Aware of the failures of the Pakistani authorities to convict Saeed, US agencies seemed to have checked and cross-checked the authenticity of the evidence they had collected on him before the State Department announced, on April 2nd, its reward for his arrest. This was nothing less than an implied declaration of Washington’s lack of confidence in the executive and judicial organs of Pakistan.
Little wonder that Pakistani Prime Minister Yousaf Raza Gilani took umbrage, describing the US bounty as blatant interference in his country’s domestic affairs. Actually, this is nothing new. It is an open secret that, in the ongoing tussle between Pakistani President Asif Ali Zardari and his bête noire, army chief of staff General Ashfaq Parvez Kayani, the Obama administration has always backed the civilian head of state. That, in turn, has been a significant factor in Gilani’s stay in office since March 2008, longer than any other prime minister in Pakistan’s history.
How to Trump a Superpower
Given such strong cards, diplomatic and legal, why then did the Obama administration commit itself to releasing more than $1 billion to a government that has challenged its attempt to bring to justice an alleged mastermind of cross-border terrorism?
The answer lies in what happened at two Pakistani border posts 1.5 miles from the Afghan frontier in the early hours of November 26, 2011. NATO fighter aircraft and helicopters based in Afghanistan carried out a two-hour-long raid on these posts, killing 24 soldiers. Enraged, Pakistan’s government shut the two border crossings through which the US and NATO had until then sent a significant portion of their war supplies into Afghanistan. Its officials also forced the US to vacate Shamsi air base, which was being used by the CIA as a staging area for its drone air war in Pakistan’s tribal areas along the Afghan border. The drone strikes are exceedingly unpopular – one poll found 97 percent of respondents viewed them negatively—and they are vehemently condemned by a large section of the Pakistani public and its politicians.

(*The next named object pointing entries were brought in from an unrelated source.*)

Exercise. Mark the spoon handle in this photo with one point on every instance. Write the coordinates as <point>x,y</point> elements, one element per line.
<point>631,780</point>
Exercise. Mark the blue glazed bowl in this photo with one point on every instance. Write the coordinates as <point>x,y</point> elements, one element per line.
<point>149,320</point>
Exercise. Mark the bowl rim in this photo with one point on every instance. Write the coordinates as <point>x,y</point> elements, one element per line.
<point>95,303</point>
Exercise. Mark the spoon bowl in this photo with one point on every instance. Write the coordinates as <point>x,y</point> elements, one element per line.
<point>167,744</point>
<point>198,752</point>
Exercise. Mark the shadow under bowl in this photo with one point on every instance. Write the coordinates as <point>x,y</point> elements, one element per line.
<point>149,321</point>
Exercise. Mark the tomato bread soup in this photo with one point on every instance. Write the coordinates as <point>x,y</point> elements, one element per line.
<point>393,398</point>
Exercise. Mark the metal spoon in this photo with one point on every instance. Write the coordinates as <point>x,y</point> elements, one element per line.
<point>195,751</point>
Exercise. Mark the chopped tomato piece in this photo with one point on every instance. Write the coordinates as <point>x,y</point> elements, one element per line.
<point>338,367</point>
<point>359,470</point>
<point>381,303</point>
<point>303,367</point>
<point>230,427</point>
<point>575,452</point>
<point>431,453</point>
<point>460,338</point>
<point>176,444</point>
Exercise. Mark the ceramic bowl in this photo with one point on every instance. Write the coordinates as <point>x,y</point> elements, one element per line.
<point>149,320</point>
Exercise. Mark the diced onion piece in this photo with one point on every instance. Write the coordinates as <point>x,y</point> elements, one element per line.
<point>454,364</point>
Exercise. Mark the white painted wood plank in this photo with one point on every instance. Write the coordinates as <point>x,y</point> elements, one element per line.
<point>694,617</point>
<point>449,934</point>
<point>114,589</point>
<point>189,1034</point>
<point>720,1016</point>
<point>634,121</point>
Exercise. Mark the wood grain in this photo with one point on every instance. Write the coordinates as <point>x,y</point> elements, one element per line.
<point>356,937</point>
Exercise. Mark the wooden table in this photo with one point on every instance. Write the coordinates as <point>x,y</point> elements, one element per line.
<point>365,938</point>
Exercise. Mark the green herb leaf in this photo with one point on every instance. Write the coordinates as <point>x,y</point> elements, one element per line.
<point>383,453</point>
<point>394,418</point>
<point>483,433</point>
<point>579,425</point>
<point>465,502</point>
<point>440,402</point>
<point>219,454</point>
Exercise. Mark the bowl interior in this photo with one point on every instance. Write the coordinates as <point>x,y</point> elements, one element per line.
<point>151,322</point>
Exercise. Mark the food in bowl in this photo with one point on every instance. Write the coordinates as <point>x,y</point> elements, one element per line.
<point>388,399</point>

Furthermore, the government ordered a comprehensive review of all programs, activities, and cooperation arrangements with the US and NATO. It also instructed the country’s two-tier parliament to conduct a thorough review of Islamabad’s relations with Washington. Having taken the moral high ground, the Pakistani government pressed its demands on the Obama administration.
An appointed Parliamentary Committee on National Security (PCNS) then deliberately moved at a snail’s pace to perform the task on hand, while the Pentagon explored alternative ways of ferrying goods into Afghanistan via other countries to sustain its war there. By contrast, a vociferous campaign against the reopening of the Pakistani supply lines led by the Difa-e Pakistan Council (Defense of Pakistan), representing 40 religious and political groups, headed by Hafiz Saeed, took off. Its leaders have addressed huge rallies in major Pakistani cities. It was quick to condemn Washington’s bounty on Saeed, describing it as “a nefarious attempt” to undermine the Council’s drive to protect the country’s sovereignty.
Meanwhile, the loss of the daily traffic of 500 trucks worth of food, fuel, and weapons from the Pakistani port of Karachi through the Torkham and Chaman border crossings into Afghanistan, though little publicized in US media, has undermined the fighting capability of US and NATO forces.